The Arc of Joan who lent her voice to human rights

Columnist  | Mahir Ali

Opinion, Oped

That landmark moment transformed the trajectory of Joan Baez’s life and career. By 1963, she already had four albums to her credit.

Long after her appearances at Woodstock and Live Aid and on an Amnesty International tour, even her lesser-known albums continued to bear testimony to her political engagement.

Sixty years ago this week, a teenager stood in the rain by the side of the stage at the very first Newport Folk Festival in Rhode Island. Her talent had already been recognised in the coffee shops of Boston, but here was her chance to share it more widely. After what must have seemed an interminable wait, Don Gibson introduced her to the audience, and she clambered up the steps, barefooted. Virgin Mary Had One Son was their first duet, followed by We are Crossing the Jordan River. Her siren voice mesmerised the audience.

That landmark moment transformed the trajectory of Joan Baez’s life and career. By 1963, she already had four albums to her credit. Having opted for a small, mainly classical label called Vanguard, resisting the riches promised by Columbia as it wooed her — not least because Vanguard’s roster of artists included The Weavers and Paul Robeson — she sang We Shall Overcome at the monumental rally in Washington where, as she puts it in her memoirs, Martin Luther King “put aside his prepared speech and let the breath of God thunder through him”. She brought along to the March on Washington a then relatively unknown singer-songwriter called Bob Dylan.

She marched by Dr King’s side in the segregated south as part of her unquestioning commitment to the struggle for civil rights, and then poured her pacifist heart into the movement against American aggression in Vietnam, her commitment best epitomised perhaps by a visit to Hanoi in December 1972, which began just before Richard Nixon launched his infamous Christmas bombing campaign. The B-52s spared her hotel only because it was known to host foreigners. In the bomb shelter beneath the hotel, she eventually got over her jitters and sang to keep up the spirits of fellow inmates.

On one of her post-bombing-raid excursions in the North Vietnamese capital, she came across a bereaved mother’s haunting lament, “Where are you now, my son?” Baez turned it into the centrepiece of her next album, devoting an entire side of the LP to excerpts from the hours of audio she had recorded in Hanoi.

In subsequent years, she was also willing to lend her voice to the cause of post-war Vietnamese dissidents.

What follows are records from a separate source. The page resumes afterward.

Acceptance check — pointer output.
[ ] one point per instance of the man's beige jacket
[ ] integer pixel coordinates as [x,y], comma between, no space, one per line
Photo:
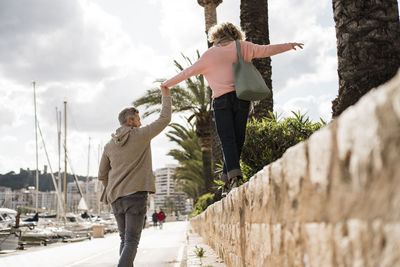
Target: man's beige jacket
[126,166]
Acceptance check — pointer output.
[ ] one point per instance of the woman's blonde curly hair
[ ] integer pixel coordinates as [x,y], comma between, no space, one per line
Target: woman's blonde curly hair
[225,30]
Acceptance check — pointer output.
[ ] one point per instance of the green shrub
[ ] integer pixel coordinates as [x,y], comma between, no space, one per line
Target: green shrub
[267,139]
[202,203]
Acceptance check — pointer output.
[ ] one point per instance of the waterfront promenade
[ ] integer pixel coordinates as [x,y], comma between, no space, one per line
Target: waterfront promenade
[164,247]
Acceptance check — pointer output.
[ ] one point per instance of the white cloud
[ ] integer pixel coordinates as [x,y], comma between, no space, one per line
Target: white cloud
[101,55]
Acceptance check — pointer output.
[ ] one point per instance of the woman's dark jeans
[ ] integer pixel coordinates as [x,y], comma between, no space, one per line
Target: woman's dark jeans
[231,119]
[129,211]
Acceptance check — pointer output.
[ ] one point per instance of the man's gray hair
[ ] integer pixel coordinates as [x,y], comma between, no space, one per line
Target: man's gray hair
[127,113]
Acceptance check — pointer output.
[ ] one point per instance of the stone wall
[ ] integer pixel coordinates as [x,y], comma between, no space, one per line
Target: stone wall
[333,200]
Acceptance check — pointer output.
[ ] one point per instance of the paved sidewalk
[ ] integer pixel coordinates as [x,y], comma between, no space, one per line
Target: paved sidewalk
[173,246]
[209,259]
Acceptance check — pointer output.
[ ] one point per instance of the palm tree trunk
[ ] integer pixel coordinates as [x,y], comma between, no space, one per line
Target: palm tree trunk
[254,22]
[368,47]
[210,13]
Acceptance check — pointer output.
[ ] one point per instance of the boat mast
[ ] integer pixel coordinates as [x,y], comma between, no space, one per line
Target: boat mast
[58,116]
[87,177]
[37,159]
[65,157]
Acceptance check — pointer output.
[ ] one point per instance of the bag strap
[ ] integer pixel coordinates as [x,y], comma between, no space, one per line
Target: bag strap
[239,51]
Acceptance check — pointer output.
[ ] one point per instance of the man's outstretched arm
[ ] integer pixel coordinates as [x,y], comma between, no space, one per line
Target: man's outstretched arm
[154,128]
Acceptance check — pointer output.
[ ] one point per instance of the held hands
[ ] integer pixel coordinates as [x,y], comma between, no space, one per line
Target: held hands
[165,90]
[296,44]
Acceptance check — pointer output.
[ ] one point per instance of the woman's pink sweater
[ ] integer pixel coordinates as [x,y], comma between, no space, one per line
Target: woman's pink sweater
[216,64]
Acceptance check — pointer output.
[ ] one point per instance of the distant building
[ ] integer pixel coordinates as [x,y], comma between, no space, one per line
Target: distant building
[166,192]
[5,196]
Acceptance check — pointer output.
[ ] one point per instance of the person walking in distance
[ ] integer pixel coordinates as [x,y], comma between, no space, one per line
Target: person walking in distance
[230,112]
[161,217]
[126,173]
[154,218]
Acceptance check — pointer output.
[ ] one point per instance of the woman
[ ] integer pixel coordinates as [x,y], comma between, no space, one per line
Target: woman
[230,112]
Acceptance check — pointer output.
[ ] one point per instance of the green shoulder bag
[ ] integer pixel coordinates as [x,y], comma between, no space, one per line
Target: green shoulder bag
[249,84]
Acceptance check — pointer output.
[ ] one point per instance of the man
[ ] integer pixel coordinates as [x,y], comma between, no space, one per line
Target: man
[154,218]
[126,173]
[161,217]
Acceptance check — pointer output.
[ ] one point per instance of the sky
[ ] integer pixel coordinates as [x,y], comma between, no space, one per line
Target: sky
[101,55]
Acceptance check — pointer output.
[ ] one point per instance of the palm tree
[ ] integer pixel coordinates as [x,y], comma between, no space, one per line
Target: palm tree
[194,99]
[368,47]
[189,174]
[254,22]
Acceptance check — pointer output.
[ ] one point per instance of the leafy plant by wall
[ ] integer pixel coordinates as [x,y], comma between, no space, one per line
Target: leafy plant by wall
[267,139]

That was perfectly consistent with her Gandhian philosophy of non-violence. Ideology didn’t matter where human rights were concerned. She performed private concerts for Lech Walesa and Andrei Sakharov while they were beleaguered figureheads, and let Vaclav Havel carry her guitar into a Prague venue from which he would otherwise have been excluded.

Baez recorded her poignant Song of Bangladesh before her visit to war-torn Vietnam, and it was followed less than 10 years later by Cambodia, which encompassed her advocacy for Cambodian refugees — whom she escorted across the border into Thailand during a Southeast Asian excursion. Her mid-1970s exclusively Spanish album Gracias a la Vida was a response to the brutal consequences of the Pinochet coup in Chile.

There came a time when she decided that her receding voice — a far cry, by the early 1980s, from what the New York Times critic Robert Shelton had described as an “achingly pure soprano” a decade earlier — deserved more attention than the causes she was inclined to pursue. For the first time in her life, Baez opted for lessons in singing, alongside bouts of psychotherapy. Yet, not long afterwards, she found herself deploying her vocal cords for a lament, with local accompaniment, on a deserted street in Sarajevo.

Long after her appearances at Woodstock and Live Aid and on an Amnesty International tour, even her lesser-known albums continued to bear testimony to her political engagement. Her broadly left-wing leanings are instinctive rather than academic. Some of her studio efforts through the 1990s and beyond tend to obscure her vocal strengths with overwhelming musical accompaniment, but back in 2008 she rediscovered her métier with Steve Earle, who produced the sublime album Day After Tomorrow, which was followed a decade later by last year’s Whistle Through the Wind. Both of them put her ageing voice, which remains a gorgeous instrument, at the front and centre.

It was also last year that Baez announced she would be embarking on her final tour, dubbed Fare Thee Well, which concludes later this month in Madrid. It was in Spain a little more than 40 years ago that she became the first person to perform the republican anthem No Nos Moveran following the demise of Francisco Franco and his nearly four-decade fascist dictatorship.

Baez may yet perform the occasional concert and perhaps even record an album, but her touring days will be over within weeks. Which is fair enough, given she’ll be 80 in January 2021, and no one can seriously doubt her relentless dedication to Dr King’s 1963 declaration at the March on Washington that “the arc of the universe is long, but it bends towards justice”.